Harapan: generasi muda Nunukan tidak hanya mengenal budaya Tidung sebagai bagian dari sejarah, tetapi mampu menjadikannya identitas yang membanggakan dan diwariskan kepada generasi berikutnya.
🤝
Pendukung Program
Sanggar Seni dan Tokoh Budaya
Untuk memperkuat pelaksanaan program, panitia menjalin kerja sama dengan sejumlah sanggar seni di Nunukan:
Nunukan Etnika
Sari Art Project
Busak Malay
Bebilin Taka Nunukan
Sejumlah tokoh budaya dan pendidik Tidung turut ambil bagian dalam program ini:
Arbain, S.Pd
Amilia, S.Pd
Siti Sabariah, S.Pd
Irfan, S.Pd
Bersama sejumlah pegiat budaya lainnya yang berkomitmen menjaga warisan leluhur agar tetap hidup di tengah masyarakat.
📷
Dokumentasi
Kegiatan Kampung Cerita
3
💬 Menjaga Warisan, Menumbuhkan Identitas
🌾
Suara Penggagas
"Kampung Cerita bukan sekadar ruang belajar, tetapi juga ruang bertemunya generasi muda dengan akar budayanya sendiri.

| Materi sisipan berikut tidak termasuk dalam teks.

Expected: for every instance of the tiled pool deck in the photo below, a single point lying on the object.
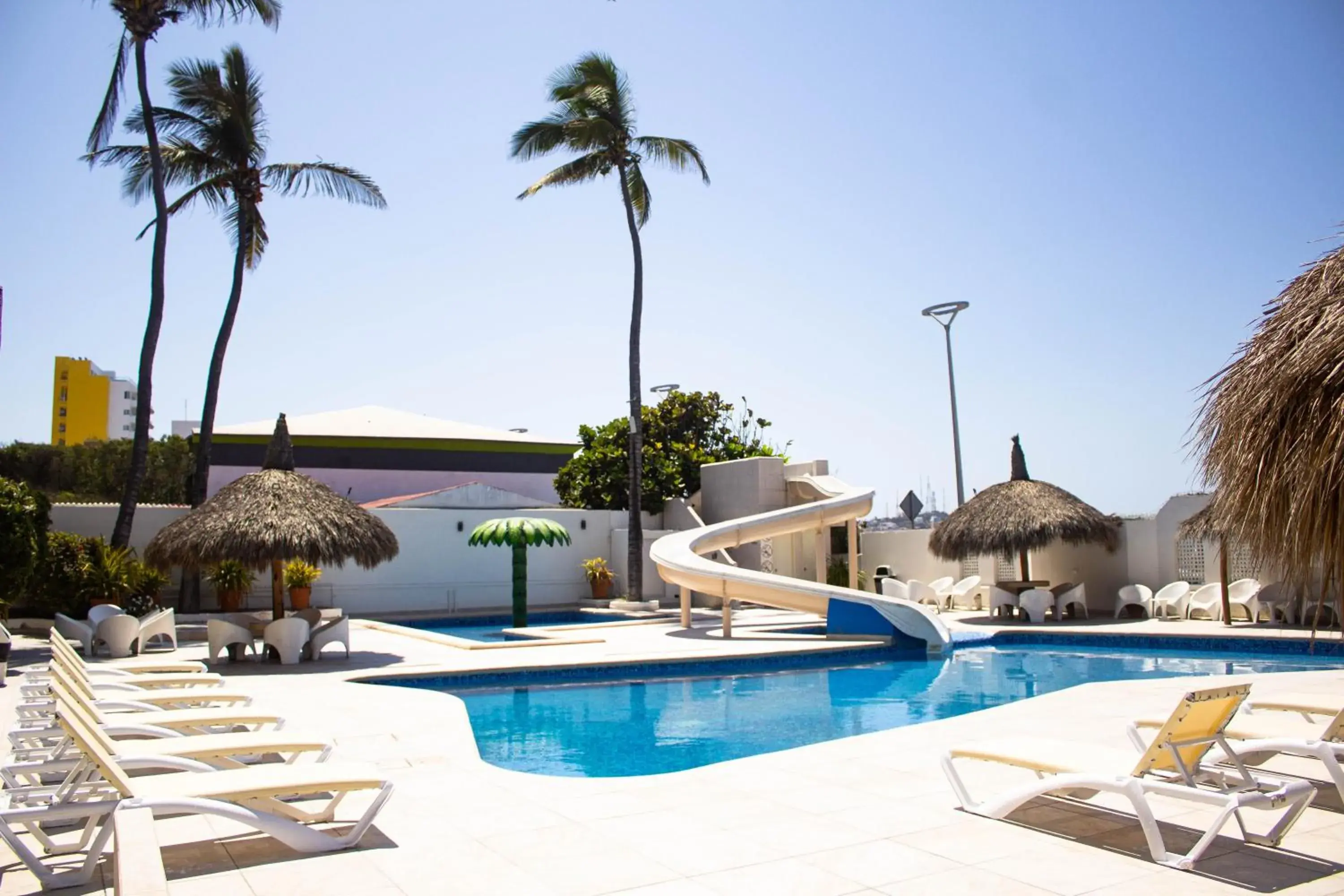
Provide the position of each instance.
(866, 814)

Melalui literasi dan pendidikan budaya, kami berharap nilai-nilai luhur masyarakat Tidung tetap hidup dan berkembang di masa depan." — Herison
Semangat Anak Muda Menjaga Identitas Budaya Daerah
Dengan hadirnya Kampung Cerita dan Sekolah Budaya, masyarakat Nunukan optimistis bahwa upaya pelestarian budaya Tidung dapat berjalan lebih terarah. Program ini menjadi bukti bahwa semangat anak muda dalam menjaga identitas budaya daerah masih terus tumbuh dan menjadi harapan bagi keberlangsungan warisan budaya lokal di perbatasan Indonesia.
Kampung Cerita Nunukan — Merawat Bahasa, Menghidupkan Budaya.